REVIEWED BY: ADELE BALMFORTH, BUYING DIRECTOR AT CO-OP

‘How women rise was quite a tough read, mainly because it’s like being given some cold, straight feedback from your boss. It focuses on the 12 common habits holding women back from being more successful in their careers which are, not surprisingly, very different to those impacting men. What kept me reading was the recognition of many of the traits in my own behaviour which, at the very least, shone a light in places  before it had been a little hazy.’

Book cover

FIONA MURDEN

DEFINING YOU

REVIEWED BY: HESTER LONERGAN, COMMS PARTNER FOR THE GROCERY GIRLS

‘I was given this book by Fiona, who I met recently and was really inspired by. Hearing about her career as a psychological profiler for retail businesses is fascinating. In this book, she takes everything she’s learnt by interviewing senior leaders and gets you exploring yourself in the same way those leaders do. I’ve only just started reading, but I’m learning so much about myself already!’

Book cover

MARY PORTAS

WORK LIKE A WOMAN

REVIEWED BY: ANNA HARRIS, WOMEN IN GROCERY EXPERT

Mary Portas gets the reader on board very effectively with a strong message about valuing women in the workplace and lots of shocking statistics about the state of play for women in business. These alone are enough to motivate you to keep reading and her early career stories are equally entertaining. However, as Portas continues, the book feels increasingly like a defence of her later career moves and downfall from her ‘Queen of Shops’ persona. Additionally, some of the feminine traits that she favours in the workplace often feel like another form of stereotyping. Overall, I found it a really interesting read.’

Dare to Lead

BRENÉ BROWN

DARE TO LEAD

REVIEWED BY: ROS COLLINS, HEAD OF NEW BUSINESS, FOODSERVICE AND OOH AT SPEEDIBAKE

‘When this book was recommended to me, I was struggling to embrace my own influencing style at work and be comfortable with who I am and what makes me me.
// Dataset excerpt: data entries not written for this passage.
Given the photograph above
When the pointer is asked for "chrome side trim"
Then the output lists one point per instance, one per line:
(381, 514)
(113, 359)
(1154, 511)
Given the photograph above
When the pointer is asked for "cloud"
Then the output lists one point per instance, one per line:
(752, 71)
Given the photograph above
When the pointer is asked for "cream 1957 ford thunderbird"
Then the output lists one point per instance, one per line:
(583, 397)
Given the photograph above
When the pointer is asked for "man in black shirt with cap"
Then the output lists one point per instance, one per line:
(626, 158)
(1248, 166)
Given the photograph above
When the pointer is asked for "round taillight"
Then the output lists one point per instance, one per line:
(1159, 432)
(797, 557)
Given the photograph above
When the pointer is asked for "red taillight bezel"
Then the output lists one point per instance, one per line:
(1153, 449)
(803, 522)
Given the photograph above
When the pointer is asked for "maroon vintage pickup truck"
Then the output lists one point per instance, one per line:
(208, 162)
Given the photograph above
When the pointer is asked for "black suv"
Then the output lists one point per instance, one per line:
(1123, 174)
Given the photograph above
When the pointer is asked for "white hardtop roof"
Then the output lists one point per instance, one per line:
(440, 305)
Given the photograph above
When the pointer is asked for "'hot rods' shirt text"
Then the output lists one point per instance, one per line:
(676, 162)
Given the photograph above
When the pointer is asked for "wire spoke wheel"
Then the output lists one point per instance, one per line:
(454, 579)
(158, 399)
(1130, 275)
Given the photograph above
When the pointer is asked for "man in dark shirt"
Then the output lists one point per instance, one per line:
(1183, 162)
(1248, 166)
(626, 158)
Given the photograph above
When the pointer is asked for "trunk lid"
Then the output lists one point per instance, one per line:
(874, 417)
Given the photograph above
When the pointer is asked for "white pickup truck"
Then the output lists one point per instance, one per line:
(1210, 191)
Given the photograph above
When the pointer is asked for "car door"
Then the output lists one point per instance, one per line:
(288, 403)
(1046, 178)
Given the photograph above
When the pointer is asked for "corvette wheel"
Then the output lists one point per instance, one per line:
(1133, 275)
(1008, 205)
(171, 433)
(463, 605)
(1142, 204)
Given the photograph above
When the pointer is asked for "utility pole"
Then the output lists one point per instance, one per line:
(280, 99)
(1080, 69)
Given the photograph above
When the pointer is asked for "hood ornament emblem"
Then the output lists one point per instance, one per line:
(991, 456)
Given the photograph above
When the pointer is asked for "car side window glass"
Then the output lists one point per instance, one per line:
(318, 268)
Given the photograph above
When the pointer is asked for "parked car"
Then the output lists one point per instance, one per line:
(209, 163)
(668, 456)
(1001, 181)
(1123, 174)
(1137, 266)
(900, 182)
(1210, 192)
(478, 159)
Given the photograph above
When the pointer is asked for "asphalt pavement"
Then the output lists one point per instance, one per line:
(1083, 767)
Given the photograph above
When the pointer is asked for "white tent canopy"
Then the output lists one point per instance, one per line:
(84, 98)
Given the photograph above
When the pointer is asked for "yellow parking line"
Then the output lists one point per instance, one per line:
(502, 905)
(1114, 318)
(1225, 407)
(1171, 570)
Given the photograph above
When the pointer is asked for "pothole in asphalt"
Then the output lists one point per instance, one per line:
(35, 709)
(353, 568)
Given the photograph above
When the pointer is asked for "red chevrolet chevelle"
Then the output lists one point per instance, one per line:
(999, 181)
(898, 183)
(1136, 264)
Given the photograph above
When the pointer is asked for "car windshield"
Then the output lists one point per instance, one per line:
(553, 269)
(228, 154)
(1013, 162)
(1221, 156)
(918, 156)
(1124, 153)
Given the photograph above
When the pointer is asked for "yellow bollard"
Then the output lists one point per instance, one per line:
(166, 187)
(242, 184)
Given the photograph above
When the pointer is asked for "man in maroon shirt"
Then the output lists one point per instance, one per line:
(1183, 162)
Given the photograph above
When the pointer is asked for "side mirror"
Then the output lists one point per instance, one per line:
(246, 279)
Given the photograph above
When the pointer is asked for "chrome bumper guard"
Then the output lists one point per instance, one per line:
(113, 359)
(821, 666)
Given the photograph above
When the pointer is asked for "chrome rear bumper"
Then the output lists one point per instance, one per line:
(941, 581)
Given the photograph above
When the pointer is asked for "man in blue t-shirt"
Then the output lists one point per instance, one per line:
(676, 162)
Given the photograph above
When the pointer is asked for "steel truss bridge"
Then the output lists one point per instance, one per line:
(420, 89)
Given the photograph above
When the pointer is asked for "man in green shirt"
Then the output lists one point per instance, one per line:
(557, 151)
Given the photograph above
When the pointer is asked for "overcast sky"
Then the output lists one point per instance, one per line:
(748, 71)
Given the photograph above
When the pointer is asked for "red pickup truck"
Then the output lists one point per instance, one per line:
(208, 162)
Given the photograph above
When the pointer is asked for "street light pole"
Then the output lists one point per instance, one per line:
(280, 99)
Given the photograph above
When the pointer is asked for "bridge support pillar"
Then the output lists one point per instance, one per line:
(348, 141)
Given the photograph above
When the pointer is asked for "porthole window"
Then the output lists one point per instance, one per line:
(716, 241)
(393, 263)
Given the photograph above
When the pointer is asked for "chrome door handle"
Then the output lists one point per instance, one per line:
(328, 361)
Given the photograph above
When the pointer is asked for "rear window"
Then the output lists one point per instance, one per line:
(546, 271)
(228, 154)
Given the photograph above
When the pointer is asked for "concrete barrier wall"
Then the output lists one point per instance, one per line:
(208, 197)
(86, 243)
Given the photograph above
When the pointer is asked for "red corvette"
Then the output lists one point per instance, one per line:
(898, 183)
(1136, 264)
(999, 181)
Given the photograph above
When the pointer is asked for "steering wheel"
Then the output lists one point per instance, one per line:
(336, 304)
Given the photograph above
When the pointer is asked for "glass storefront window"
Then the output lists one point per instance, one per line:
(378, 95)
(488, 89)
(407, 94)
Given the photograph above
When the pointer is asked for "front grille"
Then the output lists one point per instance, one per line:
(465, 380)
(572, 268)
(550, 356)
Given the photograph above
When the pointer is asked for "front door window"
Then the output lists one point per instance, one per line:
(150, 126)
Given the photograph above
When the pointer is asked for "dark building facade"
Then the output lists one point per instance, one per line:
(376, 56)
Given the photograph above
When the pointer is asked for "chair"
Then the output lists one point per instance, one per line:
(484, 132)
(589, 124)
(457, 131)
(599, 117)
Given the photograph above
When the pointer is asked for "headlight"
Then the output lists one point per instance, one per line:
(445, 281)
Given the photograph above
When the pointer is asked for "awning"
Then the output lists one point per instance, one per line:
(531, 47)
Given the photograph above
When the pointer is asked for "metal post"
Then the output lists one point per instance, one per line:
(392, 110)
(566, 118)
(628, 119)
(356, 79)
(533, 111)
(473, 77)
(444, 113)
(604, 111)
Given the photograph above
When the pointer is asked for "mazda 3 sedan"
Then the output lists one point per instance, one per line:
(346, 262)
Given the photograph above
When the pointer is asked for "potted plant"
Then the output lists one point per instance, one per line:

We’re conditioned from a young age to think that vulnerability is something we should be ashamed and embarrassed of. But Brown showed me that it’s fine to be me and that, actually, my vulnerability and openness is one of my biggest strengths.

Acknowledging that was a lightbulb moment for me, and it’s made a really positive impact on my self-belief.’